Atentos aos sinais dos tempos, que clamam através das mudanças climáticas, impulsionados pela voz do sucessor de Pedro, nós como Igreja, temos vivido o apelo do Papa Francisco em abordar a dimensão socioambiental da fé e da evangelização e em estimular o enfrentamento em favor da Ecologia Integral, isto é, o cuidado com o meio ambiente, o ser humano e de nossa Casa Comum. A natureza vem, dia a dia e com mais intensidade, nos apresentando dolorosos sinais diante das agressões à vida e ao planeta.

Na homilia de início do seu ministério Petrino, o Papa Francisco fez um clamor: “quero pedir, por favor, a quantos ocupam cargos de responsabilidades em âmbito econômico, político ou social, a todos os homens e mulheres de boa vontade: sejamos “guardiões” da criação, do designío de Deus inscrito na natureza, guardiões do outro, do ambiente; não deixemos que sinais de destruição e morte acompanhem o caminho deste nosso mundo!”.

No Evangelho da Criação, Deus que tudo criou por amor, deu ao ser humano a importante vocação de ser o guardião da criação e de compreender que “tudo está interligado”. Tal missão está a exigir de nós maior sensibilidade e preocupação com o meio ambiente, unida ao amor sincero pelos seres humanos e a um compromisso constante com os problemas da sociedade (LS, 91).
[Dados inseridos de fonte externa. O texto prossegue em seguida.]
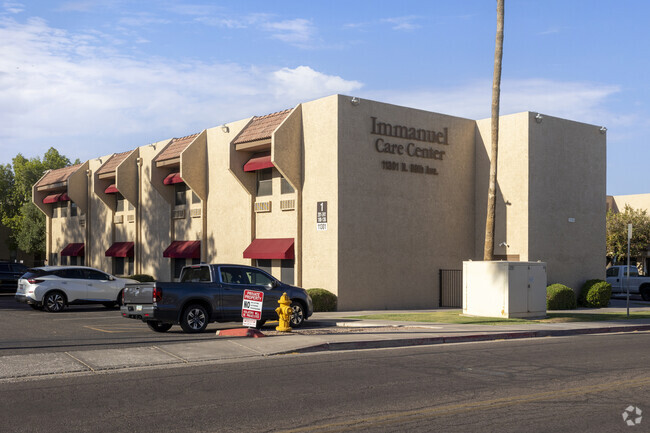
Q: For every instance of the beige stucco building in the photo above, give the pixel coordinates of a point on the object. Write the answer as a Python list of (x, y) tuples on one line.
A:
[(365, 199)]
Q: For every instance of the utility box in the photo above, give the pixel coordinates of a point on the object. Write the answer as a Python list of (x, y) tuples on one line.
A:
[(504, 289)]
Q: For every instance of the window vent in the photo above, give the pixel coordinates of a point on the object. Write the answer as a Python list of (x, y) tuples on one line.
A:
[(288, 204), (263, 206)]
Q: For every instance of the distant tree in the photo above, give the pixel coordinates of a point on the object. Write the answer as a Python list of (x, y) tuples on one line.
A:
[(488, 251), (24, 219), (617, 233)]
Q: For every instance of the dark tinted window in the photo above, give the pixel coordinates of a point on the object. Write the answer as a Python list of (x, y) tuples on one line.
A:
[(70, 274), (264, 264), (95, 275), (17, 267), (196, 275), (35, 273), (259, 278), (234, 276), (287, 274)]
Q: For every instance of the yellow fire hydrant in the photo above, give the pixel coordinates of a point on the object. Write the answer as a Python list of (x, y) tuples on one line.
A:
[(284, 314)]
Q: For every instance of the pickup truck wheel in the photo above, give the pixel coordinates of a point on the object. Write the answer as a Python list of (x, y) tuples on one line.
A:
[(195, 319), (645, 294), (159, 326), (298, 316), (54, 301)]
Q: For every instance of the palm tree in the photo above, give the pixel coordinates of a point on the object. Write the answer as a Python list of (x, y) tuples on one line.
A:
[(488, 252)]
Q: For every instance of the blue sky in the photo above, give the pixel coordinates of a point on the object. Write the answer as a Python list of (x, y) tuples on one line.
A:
[(96, 77)]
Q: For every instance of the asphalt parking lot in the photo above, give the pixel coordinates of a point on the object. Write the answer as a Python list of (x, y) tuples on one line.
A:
[(24, 330)]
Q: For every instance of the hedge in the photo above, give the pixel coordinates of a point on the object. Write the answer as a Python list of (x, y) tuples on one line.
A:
[(323, 300), (598, 295), (560, 297)]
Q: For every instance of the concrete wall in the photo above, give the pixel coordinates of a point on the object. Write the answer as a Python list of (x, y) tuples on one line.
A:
[(567, 199), (399, 228)]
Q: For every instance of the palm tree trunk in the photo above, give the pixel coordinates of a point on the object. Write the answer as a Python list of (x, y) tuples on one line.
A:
[(488, 252)]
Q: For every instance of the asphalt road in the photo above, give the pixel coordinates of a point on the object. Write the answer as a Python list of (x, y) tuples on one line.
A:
[(576, 384), (24, 330)]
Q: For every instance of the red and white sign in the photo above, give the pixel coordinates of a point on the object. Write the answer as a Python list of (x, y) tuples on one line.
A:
[(252, 305)]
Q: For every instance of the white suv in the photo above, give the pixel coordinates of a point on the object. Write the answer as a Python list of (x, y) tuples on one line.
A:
[(53, 287)]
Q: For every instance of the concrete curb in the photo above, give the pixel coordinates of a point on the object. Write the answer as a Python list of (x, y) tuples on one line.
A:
[(333, 346)]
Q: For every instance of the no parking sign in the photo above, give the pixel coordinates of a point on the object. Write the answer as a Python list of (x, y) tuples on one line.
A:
[(252, 306)]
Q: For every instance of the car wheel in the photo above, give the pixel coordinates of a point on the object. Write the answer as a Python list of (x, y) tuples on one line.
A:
[(159, 326), (259, 324), (195, 319), (298, 316), (54, 302)]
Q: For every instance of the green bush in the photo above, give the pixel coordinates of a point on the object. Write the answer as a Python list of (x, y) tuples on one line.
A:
[(598, 295), (560, 297), (582, 297), (143, 278), (323, 300)]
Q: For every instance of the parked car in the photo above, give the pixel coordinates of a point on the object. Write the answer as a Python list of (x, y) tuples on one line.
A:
[(638, 285), (210, 293), (9, 274), (52, 288)]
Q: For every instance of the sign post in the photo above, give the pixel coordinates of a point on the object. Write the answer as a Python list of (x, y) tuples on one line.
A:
[(627, 279), (251, 309)]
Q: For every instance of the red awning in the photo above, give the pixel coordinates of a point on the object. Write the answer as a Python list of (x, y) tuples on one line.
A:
[(183, 250), (52, 198), (73, 250), (270, 249), (258, 163), (120, 249), (173, 178)]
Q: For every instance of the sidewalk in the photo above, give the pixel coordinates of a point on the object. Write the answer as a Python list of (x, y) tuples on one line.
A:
[(323, 332)]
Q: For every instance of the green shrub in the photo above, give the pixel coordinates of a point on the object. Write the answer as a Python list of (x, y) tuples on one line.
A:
[(143, 278), (598, 295), (323, 300), (582, 297), (560, 297)]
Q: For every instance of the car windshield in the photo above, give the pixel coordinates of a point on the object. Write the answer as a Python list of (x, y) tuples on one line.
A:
[(35, 273)]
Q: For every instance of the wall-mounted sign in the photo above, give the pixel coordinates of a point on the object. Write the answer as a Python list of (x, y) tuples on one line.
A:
[(410, 149), (321, 216)]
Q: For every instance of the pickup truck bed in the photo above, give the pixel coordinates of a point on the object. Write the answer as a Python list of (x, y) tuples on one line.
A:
[(209, 293)]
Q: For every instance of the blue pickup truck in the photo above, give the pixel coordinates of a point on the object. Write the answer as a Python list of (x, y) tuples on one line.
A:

Cresce a consciência de que o tema da criação precisa ser abordado em sua estreita relação com a pessoa de Jesus Cristo, porque “Ele é a imagem do Deus invisível, o primogênito de toda a criação, pois é n’Ele que foram criadas todas as coisas, no céu e na terra, os seres visíveis e os invisíveis” (Cl 1, 15-16).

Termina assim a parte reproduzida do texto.